Du hast die Falsche Rechte für die Datei.... 
834 ist ne andere Zahl als 33. Das Kannste mit deinem FTP Programm meist z.B. mit FlashFXP in der Chmod einstellungen für die Datei ändern. Auf manchen Server muss man das machen, hatte ich auch schon mal das Problem. Zu deinem Safemod Problem: Man kann den Safemod nicht umgehen, sonst könnten ihn die Provieder gleich weglassen ....


----------



## robaer1982 (6. April 2005)

Was ist es denn für ein server nur web oder ein root server


----------



## Quests Sohn (7. April 2005)

Die Frage verstehe ich nicht.
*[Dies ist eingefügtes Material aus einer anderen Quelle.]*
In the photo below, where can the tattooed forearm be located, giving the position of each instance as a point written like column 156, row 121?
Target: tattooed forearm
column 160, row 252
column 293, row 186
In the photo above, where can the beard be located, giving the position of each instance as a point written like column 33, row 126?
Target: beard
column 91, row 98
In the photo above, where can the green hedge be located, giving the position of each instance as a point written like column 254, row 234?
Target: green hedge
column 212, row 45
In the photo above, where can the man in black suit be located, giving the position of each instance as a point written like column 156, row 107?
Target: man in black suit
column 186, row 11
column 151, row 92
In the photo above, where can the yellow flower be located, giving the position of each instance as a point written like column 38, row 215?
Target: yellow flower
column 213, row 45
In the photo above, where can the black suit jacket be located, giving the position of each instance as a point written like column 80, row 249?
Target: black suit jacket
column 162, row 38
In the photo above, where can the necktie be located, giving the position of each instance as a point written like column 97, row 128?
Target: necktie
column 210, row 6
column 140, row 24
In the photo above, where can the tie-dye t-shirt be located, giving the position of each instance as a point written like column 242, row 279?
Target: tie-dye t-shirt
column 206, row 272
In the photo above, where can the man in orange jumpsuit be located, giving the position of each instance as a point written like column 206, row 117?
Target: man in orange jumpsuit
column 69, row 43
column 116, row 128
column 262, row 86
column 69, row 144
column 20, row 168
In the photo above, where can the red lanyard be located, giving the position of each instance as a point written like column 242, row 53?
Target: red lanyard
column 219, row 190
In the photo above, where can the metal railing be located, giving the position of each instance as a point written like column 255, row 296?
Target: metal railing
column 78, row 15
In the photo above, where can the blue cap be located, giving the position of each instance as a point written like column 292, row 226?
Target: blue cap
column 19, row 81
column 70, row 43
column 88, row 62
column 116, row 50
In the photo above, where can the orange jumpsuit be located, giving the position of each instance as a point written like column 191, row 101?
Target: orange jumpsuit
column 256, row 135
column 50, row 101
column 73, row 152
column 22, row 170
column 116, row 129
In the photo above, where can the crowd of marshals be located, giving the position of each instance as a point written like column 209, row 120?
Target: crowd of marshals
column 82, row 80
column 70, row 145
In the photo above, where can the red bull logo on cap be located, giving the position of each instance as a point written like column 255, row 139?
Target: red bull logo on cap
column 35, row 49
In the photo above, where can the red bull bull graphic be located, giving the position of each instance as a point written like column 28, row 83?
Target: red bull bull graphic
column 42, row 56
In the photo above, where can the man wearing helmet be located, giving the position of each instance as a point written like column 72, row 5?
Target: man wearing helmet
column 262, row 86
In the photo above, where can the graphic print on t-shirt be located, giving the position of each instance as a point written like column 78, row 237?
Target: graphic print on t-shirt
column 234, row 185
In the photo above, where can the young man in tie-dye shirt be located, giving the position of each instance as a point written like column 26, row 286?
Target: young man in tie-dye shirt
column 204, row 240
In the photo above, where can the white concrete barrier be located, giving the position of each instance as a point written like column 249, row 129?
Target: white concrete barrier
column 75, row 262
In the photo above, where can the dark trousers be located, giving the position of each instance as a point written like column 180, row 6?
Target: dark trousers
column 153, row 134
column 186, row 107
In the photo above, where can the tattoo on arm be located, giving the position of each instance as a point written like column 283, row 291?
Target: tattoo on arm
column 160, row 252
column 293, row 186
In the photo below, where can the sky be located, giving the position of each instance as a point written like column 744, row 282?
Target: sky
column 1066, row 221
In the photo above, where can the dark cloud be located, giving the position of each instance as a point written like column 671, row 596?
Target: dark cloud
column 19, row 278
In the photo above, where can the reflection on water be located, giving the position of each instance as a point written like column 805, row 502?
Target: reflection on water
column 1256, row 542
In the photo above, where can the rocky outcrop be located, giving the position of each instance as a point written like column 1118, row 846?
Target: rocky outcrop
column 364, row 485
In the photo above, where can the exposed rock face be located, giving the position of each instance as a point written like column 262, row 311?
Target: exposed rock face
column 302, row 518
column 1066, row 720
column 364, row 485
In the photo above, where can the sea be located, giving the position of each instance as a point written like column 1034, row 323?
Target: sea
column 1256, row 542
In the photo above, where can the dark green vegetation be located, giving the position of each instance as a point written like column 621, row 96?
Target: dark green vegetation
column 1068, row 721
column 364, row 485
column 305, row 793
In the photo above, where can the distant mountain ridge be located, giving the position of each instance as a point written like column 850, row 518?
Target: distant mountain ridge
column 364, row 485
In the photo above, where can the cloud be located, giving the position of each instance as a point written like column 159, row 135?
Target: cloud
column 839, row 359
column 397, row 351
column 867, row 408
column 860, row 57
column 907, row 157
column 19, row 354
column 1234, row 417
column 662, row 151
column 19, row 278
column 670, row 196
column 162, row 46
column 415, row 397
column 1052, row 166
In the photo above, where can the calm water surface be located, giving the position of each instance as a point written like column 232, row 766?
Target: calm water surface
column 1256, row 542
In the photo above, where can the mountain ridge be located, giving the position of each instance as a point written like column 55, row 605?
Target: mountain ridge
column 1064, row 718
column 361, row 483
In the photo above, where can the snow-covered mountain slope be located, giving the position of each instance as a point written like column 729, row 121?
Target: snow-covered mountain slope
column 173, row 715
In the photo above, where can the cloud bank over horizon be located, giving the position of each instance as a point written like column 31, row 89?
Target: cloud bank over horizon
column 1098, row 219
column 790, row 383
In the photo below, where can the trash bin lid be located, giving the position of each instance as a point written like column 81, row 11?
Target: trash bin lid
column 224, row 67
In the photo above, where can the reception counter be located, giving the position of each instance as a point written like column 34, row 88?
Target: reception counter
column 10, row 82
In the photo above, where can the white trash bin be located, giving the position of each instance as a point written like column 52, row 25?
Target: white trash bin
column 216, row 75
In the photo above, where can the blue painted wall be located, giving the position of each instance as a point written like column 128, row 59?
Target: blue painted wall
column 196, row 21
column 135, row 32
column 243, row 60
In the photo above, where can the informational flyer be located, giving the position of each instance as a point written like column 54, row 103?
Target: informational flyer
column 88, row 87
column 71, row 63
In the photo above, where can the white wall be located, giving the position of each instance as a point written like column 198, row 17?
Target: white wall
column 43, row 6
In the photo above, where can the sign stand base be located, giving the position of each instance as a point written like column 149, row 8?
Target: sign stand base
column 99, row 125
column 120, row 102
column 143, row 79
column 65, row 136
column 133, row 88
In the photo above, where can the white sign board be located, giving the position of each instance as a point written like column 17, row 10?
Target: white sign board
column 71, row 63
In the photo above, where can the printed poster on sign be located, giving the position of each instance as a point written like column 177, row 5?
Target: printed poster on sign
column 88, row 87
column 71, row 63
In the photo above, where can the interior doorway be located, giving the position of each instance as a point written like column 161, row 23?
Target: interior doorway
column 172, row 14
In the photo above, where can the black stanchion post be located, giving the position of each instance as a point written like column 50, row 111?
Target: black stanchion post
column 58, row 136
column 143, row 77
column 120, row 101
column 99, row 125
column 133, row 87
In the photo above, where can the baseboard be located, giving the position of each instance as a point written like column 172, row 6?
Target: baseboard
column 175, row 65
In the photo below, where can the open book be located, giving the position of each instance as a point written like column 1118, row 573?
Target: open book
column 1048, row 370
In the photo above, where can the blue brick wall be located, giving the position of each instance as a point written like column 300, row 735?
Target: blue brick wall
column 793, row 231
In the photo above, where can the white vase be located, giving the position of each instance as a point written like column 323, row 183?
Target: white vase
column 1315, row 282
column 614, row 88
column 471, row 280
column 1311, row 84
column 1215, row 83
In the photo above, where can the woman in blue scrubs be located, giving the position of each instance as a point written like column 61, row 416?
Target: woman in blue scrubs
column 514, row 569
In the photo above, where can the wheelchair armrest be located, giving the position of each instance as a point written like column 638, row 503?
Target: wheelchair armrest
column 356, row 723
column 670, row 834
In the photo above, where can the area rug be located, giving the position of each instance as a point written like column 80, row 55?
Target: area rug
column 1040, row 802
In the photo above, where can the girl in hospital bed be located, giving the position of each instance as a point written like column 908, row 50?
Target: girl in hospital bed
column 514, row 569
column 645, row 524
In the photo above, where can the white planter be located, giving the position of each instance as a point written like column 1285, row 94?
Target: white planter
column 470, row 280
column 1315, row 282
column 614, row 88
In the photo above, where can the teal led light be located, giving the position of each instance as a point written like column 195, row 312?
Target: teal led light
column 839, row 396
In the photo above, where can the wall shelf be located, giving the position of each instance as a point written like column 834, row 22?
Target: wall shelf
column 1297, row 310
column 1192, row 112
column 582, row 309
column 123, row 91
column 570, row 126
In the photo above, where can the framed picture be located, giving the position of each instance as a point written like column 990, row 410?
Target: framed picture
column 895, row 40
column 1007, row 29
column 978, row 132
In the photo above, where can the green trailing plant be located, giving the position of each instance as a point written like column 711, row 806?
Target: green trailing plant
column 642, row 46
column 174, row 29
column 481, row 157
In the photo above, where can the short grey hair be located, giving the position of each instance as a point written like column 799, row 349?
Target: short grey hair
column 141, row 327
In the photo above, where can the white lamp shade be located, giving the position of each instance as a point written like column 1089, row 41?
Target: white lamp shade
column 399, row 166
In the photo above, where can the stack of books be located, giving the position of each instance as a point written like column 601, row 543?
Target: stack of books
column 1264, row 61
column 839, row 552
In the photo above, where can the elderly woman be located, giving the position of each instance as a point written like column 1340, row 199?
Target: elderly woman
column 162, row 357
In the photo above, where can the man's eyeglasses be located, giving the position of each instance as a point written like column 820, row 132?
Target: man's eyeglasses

Nur Web oder Root?
Also es gibt ein Root-Verzeichnis. 
Das wird wohl nicht das echte Root-Verzeichnis des physischen Servers sein, aber es ist das erste Verzeichnis (der Basis-Ordner), den ich bei meinem Provider angelegt habe.

Keine Ahnung, ob Du das meintest?!


----------



## robaer1982 (7. April 2005)

Ich wollte wissen ob es ein root-server ist, wenn nicht frage einfach mal bei den Provider nach meiner hatte es mir auch eingestellt 

mfg robaer1982


----------